Auch wenn der Jugoslawienkrieg in Markovićs Rewriting die unterschwellige Basis bildet (vgl. Aust 2020), weist der Text dennoch zu keinem Zeitpunkt explizit darauf hin. Doch die Verstörung, die die Protagonistinnen ergriffen hat, wird auch ohnedies deutlich: Anstelle von gelingender Kommunikation reihen sich atemlose Wiederholungsketten aneinander, die mitgehende Ich-Erzählerin tritt mit ihrer Umwelt in keinen echten Austausch. Bei Bernhard werden zunächst subtil, später expliziter Kriegstraumata, Verfolgungen und unaussprechliche Gewalt angedeutet: Oehler stellt sich nach seiner Rückkehr aus Amerika »monatelang« immer die gleiche Frage: »Wohin sind all diese Menschen, Freunde, Verwandte, Feinde, hingekommen? (…) Waren es nicht Hunderte und Tausende Namen? habe er sich gefragt. Wo sind alle diese Menschen, mit welchen ich damals, vor dreißig Jahren Kontakt gehabt habe?« (W12: 211). Marković, angezogen von der Idee »skrupellos, willkürlich Wörter zu übersetzen, ohne auf den Kontext des Originals Rücksicht zu nehmen« (Marković 2019: 13), setzt mit Blick auf die Verschwundenen an dieser Stelle auf eine Profanisierung, die im direkten Vergleich allerdings durchaus als Illustration einer anhaltenden Verdrängung und zugleich Kritik an einer allzu oberflächlichen Popkultur gelesen werden kann: »Wo sind alle diese schönen Menschen, die ich in (Zeichentrick-)Filmen und Comics sehen kann und die ich auf Belgrader Straßen nicht sehen kann? (…) Wo sind alle diese Menschen, Cyborgs, Aliens, Mutanten?« (Marković 2009: 80; »Gde su svi ti lepi ljudi, koje gledam u (crtanim) filmovima i stripovima i koji ne hodaju beogradskim ulicama?
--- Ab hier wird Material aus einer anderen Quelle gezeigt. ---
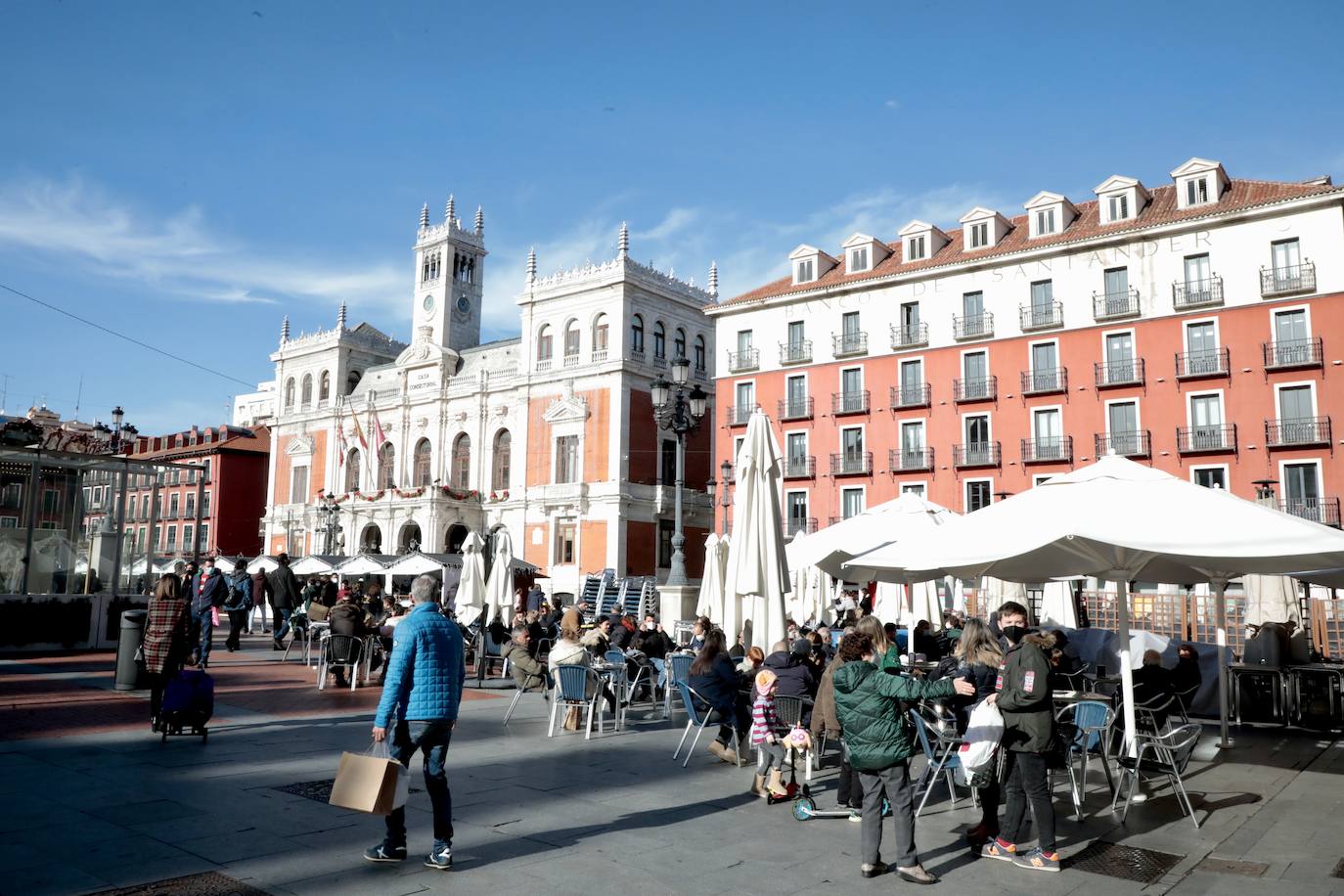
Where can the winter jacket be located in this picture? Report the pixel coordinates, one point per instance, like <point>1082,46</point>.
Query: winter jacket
<point>870,712</point>
<point>567,653</point>
<point>284,589</point>
<point>426,670</point>
<point>208,591</point>
<point>794,675</point>
<point>1026,698</point>
<point>528,673</point>
<point>824,718</point>
<point>719,687</point>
Pitala sam se, kaže Milica. (...) Gde su svi ti ljudi, kiborzi, ejlieni, mutanti?«, Marković 2009: 77). Das anhaltende Wissenschafts- und Publikumsinteresse »an diesem kleinen Buch« führt Marković auf ebendiese Brüche und »Kontraste zwischen fremd und einheimisch, weiblich und männlich, Hochkultur und Subkultur« zurück: »Den Lesern gefiel es, dass ich ihren nationalen, mit Autorität ausgestatteten Schriftsteller genommen, auf den Balkan umgesiedelt, ihm einen Mini-Rock angezogen und auf ein Techno-Konzert geschickt hatte.« (Marković 2019: 12)

 

Jana Kramer

Zitate im Original

* »Čitav životni proces izlaženja je proces pogoršavanja u kome se stalno, a to je najužasnija zakonitost, sve pogoršava. Ako posmatramo klabera, uskoro moramo zaključiti kako je užasan, kako je nepodnošljiv taj klaber. Ako posmatramo žurku, moramo zaključiti, kako je žurka užasna, nepodnošljiva. Posmatramo li neki klub, svejedno koji klub, uskoro moramo zaključiti, kakav nepodnošljiv klub. Kad izlazimo, u najkraćem mogućem roku kažemo, kako je nemoguće izlaziti, ako igramo, kako je nepodnošljivo igrati, isto tako kad stojimo, kako je nepodnošljivo stajati i isto tako, kada razmišljamo, kako je nepodnošljivo razmišljati.« (Marković 2006: 12)

Literaturverzeichnis

Aust, Robin M.: »›Hier ist Aufhängen und In-den-Fluß-springen.‹ Ritual und Manie, Exzess und Eskapismus in Thomas Bernhards Gehen (1971) und Barbi Markovićs Ausgehen (2009)«. In: Trauma-Erfahrungen und Störungen des ›Selbst‹, hg. von Carsten Gansel. Berlin, Boston: De Gruyter 2020. S. 327-348.

Bernhard, Thomas: Gehen. In: Erzählungen II [= Werke 12], hg. von Hans Höller und Manfred Mittermayer. Frankfurt am Main: Suhrkamp 2006. 

Bernhard, Thomas: Das Kalkwerk [= Werke 3], hg. von Renate Langer. Frankfurt am Main: Suhrkamp 2004. 

Marković, Barbi: »Die Ansteckung«. In: SALZ. Zeitschrift für Literatur 2019, Nr. 176 (»Zu Thomas Bernhard«). S. 11-14. [Zuerst im Rahmen der Vorlesungsreihe »Warum Bernhard?« in der Nationalbibliothek Serbiens, 15. Juni 2011, übers. von Mascha Dabić.]

Marković, Barbi: Ausgehen, übers. von Mascha Dabić. Frankfurt am Main: Suhrkamp 2009.

Marković, Barbi: Izlaženje. Beograd: Rende 2006.

Messner, Elena, und Eva Schörkhuber: »turn the table. Gespräch mit Barbara Marković«. In: Textfeld Südost, n. d.